Florida matters. Five of the six most visited U.S. theme parks are in central Florida. All four of the country's most popular water parks are in Florida. A whopping 5 of SeaWorld's 11 parks are in Florida, including its two busiest theme parks and two most visited water parks. Oh, and each of those four parks outdraw any single Six Flags attraction in that category.
Six Flags has avoided entering the cutthroat but lucrative Florida market because building a new park and establishing a local presence takes time and money. In one fell swoop, it would be a force in theme-park central overnight.
2. There's synergy and symmetry in scale
Six Flags attracted 30.8 million guests last year. SeaWorld squeezed 20.8 million visitors through its turnstiles. The two companies rank seventh and ninth globally in terms of chain attendance, but combined, the new entity would overtake Universal Studios to claim third place.
This isn't just about the bronze medal. There are benefits in the scaling process, and that's just what would happen here if Six Flags went from a company with trailing annual revenue of $1.45 billion to nearly double, to $2.8 billion, with SeaWorld in its clutch. Six Flags may operate more than twice as many parks but they aren't the heavy revenue generators one finds in SeaWorld's arsenal.
Life gets easier when you can allocate national marketing campaigns across more individual properties. The same can be said for group purchasing of everything from rides to supplier deals. One plus one truly would equal more than two here.

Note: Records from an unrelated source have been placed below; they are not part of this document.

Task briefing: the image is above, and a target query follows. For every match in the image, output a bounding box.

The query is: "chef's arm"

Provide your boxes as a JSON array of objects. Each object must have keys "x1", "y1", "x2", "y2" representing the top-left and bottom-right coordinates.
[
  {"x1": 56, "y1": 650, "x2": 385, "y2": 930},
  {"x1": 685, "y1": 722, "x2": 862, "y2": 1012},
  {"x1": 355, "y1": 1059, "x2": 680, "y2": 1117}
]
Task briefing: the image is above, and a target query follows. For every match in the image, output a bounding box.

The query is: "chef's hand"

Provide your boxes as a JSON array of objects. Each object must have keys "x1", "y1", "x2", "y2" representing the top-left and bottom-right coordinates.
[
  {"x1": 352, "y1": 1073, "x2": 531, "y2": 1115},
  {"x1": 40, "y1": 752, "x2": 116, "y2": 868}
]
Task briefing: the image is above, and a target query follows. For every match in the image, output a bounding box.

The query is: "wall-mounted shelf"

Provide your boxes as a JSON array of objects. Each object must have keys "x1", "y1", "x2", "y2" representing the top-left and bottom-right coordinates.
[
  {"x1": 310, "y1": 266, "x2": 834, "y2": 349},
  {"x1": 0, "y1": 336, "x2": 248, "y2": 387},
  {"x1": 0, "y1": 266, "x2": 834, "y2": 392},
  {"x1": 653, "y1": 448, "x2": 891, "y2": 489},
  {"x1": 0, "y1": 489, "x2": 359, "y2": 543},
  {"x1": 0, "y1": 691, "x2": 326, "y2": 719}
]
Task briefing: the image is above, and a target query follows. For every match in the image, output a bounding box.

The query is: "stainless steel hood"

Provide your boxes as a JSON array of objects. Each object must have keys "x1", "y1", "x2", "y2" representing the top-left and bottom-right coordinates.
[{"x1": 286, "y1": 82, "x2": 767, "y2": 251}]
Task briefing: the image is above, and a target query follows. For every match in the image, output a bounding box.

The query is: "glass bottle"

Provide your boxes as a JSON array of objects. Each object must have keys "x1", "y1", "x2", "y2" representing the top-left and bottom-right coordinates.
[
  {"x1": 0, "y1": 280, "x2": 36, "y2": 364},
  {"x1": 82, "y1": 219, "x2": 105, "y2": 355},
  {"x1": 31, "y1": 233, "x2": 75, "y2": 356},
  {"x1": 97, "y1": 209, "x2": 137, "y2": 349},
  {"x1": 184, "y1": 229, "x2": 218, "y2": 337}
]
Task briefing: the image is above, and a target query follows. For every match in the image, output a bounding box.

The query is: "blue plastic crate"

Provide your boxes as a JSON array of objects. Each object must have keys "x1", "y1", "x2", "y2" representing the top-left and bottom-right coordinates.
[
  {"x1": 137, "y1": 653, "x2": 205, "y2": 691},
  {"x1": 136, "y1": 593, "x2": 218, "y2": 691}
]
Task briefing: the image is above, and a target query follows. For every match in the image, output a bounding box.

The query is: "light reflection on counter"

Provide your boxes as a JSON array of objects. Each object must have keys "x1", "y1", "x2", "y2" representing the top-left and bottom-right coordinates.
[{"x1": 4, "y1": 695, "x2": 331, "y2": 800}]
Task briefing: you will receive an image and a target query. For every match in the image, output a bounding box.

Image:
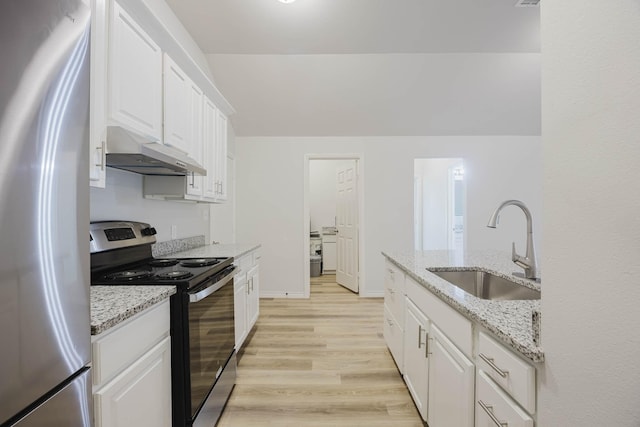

3. Letting the best-of-breed win out
Can Six Flags' D.C. Comics license carry over into SeaWorld's parks to woo teens and young adults? I'm no legal eagle, but I don't think it would be much of a hurdle if the acquired parks are rebranded.
Can SeaWorld's Sesame Street deal port over to help Six Flags do a better job of smoking out young families? There's a lot of third-party intellectual property that can be leveraged, and with three dozen parks between Six Flags and SeaWorld, the companies gain that much more of an advantage in proposing brand or franchise awareness.
Six Flags and SeaWorld melding together would allow executives to play Victor Frankenstein, taking the best of each chain to create a super park. Can you imagine a park with the scream machines of Six Flags, the live entertainment of SeaWorld, the aggressive season-pass marketing of Six Flags, the landscaping and family appeal of SeaWorld, and the culinary creations of -- well -- anybody else?
It's easy and fun to dream out loud, and every so often we hear whispers of a suitor for SeaWorld. It isn't likely to happen now that SeaWorld can stand on its own, but anything is possible if it makes enough sense.